Similarly, Americans routinely refer to Las Vegas, Nevada, by its common nickname: Sin City. The reasons are stunningly obvious as to why. Las Vegas is the nation’s gambling hub. It features a plethora of strip clubs and night clubs. Drugs are easy to come by, even serving as a currency at seedier establishments. And it is the largest city in the only state that has legalized prostitution.

Hollywood has produced many entertaining films detailing the lurid activities that occur in Las Vegas, either in fictional (Fear and Loathing in Las Vegas, The Hangover) or factual (Vegas, Casino) forms. Vegas, we acknowledge, is where grown adults satisfy our more craven and unscrupulous desires. It is where we go for bachelor parties and to form the basis of stories that will, hopefully, never be told again. Perhaps the most transparent indicators of our society’s leanings, television advertisements, convey this sentiment and shame best: “What happens in Vegas, stays in Vegas”.
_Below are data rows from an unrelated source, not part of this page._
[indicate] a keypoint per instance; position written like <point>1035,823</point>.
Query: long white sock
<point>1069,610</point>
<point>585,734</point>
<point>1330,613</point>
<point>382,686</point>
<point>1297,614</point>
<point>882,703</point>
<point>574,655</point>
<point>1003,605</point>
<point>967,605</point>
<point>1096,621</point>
As cultures evolve, however, prominent nomenclature must evolve with them. “Sin City” is no exception. For while there by definition must be a city with less moral credibility (however society defines it) than any other, it is not Las Vegas. It is Washington DC.

Let us acknowledge two facts pertaining specifically to Las Vegas. First, that its alleged moral shortcomings aren’t really such outside of a religious context. In an America first settled by Puritans in the seventeenth century, and a culture that held forth various Christian-infused, socially conservative mores, “Sin City” made sense. In the year 2012, it does not. Second, that the very words we use to define the “sins” of Las Vegas have taken on such a negative connotation that we rarely actually think about what they entail. Consider these alternate definitions:

Gambling: The free exchange of the fruits of one’s labor for a chance, albeit low, of earning disproportionately high returns on investment in a short time.

Prostitution: The act of engaging, willingly, in activities with another consenting adult under terms of an explicit arrangement that is mutually beneficial to both parties, at least as they view it.

Drug use: An adult freely consuming a substance that sacrifices their short and/or long term health for an immediate, short term boost in happiness.

That is not to say that any of the above behaviors are admirable, or even desirable. But they are certainly not, by the basis of their content, repugnant. Many adults openly gamble (own stock portfolios, play the lottery) or use drugs (alcoholic beverages).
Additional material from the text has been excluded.